>jews actively work to try and wiggle out of their religious laws?
Sadly, they aren't alone in this. The Muz do this as well, as do Christians (I am one). It's human nature to try and rules-lawyer your way out of stuff you don't like. Remember all the times you tried to get one past your parents and what happened when they found out? You'll have a pretty good idea what God decides to put up with on any given day times 8 billion.
That said, the Red Sea Pedestrians have made an ART out of it. If you read both books of the Bible, you'll see that, from the beginning, they have done their utmost to anger and vex the Lord with their bullcrap.
>"He's been gone a couple of weeks, communing with the Lord."
>"Hmm. Well, I guess he's dead. Let's worship Moloch!"
>"WHAT THE HECK ARE YOU MEAT-HEADS DOING?!"
>"Oh, uh, hey, Moses."
>"Hope you idiots like tortillas from Heaven and wandering for 40 years."
>"King David, you are the greatest king of the Jews... so far."
>"Yeah, sure. Hey, look at that hot chick who's all nekkid on the roof. Man, she is SMOKIN'! Go fetch."
>"My king, that is the wife of one of your best soldiers. You have many wives. Why not just let this go?"
>"Well, she's pregnant. I guess the only solution is to have her husband killed in battle."
>"Hello, King David."
>"Hello, Prophet. What can I do you for?"
>"The Lord knows what you did."
>"Hey, the Messiah has finally appeared!"
>"Yes! Okay, everyone! This is not a drill! We're finally going to eat the Romans' lunch and then start taking back everything that is ours! The mighty warrior king of prophecy is here!"
>"Well, He's... He's not so much a mighty warrior as He's a slim man in a robe who is healing sinners of their diseases and injuries."
>"How much is He charging?"
>"He's... He's not."
>"He's not charging for the healing. And He's forgiving sins."
>"Also, He's talking about how we should all love each other."
>"And then He ran into a temple and started kicking all the money-changers in the gooch."
>"He's moving in on our turf?"
>"No, He's just throwing them all out of the temple."
>"Okay, well, obviously, He's not the Messiah. He's just some crazy guy."

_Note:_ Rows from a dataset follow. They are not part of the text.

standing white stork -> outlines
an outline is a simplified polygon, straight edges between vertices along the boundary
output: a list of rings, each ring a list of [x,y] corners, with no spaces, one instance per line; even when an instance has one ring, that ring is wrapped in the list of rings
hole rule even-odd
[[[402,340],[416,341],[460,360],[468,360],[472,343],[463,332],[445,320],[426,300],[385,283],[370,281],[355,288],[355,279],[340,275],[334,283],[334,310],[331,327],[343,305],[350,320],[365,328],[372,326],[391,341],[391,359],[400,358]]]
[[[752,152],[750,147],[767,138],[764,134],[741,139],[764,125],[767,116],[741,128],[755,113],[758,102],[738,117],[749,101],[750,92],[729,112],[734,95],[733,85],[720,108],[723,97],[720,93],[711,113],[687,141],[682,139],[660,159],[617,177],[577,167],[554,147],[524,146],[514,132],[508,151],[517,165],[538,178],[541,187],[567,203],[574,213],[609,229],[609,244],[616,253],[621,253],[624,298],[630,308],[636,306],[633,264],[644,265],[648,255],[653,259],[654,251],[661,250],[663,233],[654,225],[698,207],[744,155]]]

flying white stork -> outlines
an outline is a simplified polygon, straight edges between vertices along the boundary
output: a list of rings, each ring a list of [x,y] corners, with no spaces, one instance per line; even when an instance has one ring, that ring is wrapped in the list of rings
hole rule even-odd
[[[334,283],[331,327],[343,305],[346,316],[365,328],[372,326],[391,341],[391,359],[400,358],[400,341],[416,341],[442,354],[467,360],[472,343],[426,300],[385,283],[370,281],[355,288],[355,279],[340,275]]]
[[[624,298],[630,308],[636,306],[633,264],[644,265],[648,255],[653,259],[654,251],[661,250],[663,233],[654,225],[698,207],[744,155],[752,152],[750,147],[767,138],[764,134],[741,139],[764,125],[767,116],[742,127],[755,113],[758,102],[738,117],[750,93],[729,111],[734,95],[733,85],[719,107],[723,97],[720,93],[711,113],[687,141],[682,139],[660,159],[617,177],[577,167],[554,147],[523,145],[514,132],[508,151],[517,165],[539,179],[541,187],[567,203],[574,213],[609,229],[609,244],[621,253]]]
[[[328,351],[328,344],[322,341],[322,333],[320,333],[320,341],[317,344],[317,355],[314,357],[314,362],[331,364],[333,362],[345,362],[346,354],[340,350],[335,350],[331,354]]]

>"But He's fulfilled all the signs of the prophecies of the Messiah!"
>"Yeah, well, we'll send Him to Pilate and let his goons rough this guy up. Messiah or not, I'm not giving up money and power to 'love people.'"
There's really no pleasing them. They've had thousands of years to fall in line and, every single time, they do what they want, instead, confident that God will always forgive "His Chosen." Some of that is basic human nature, as I said, but they go to it with a will that's baffling. I believe it's in the Book of Acts where the Apostles notice that the jews are still being jerks while the goyim are lining up in droves to follow The Word. (((They)))
are in for one heck of a shock, some day.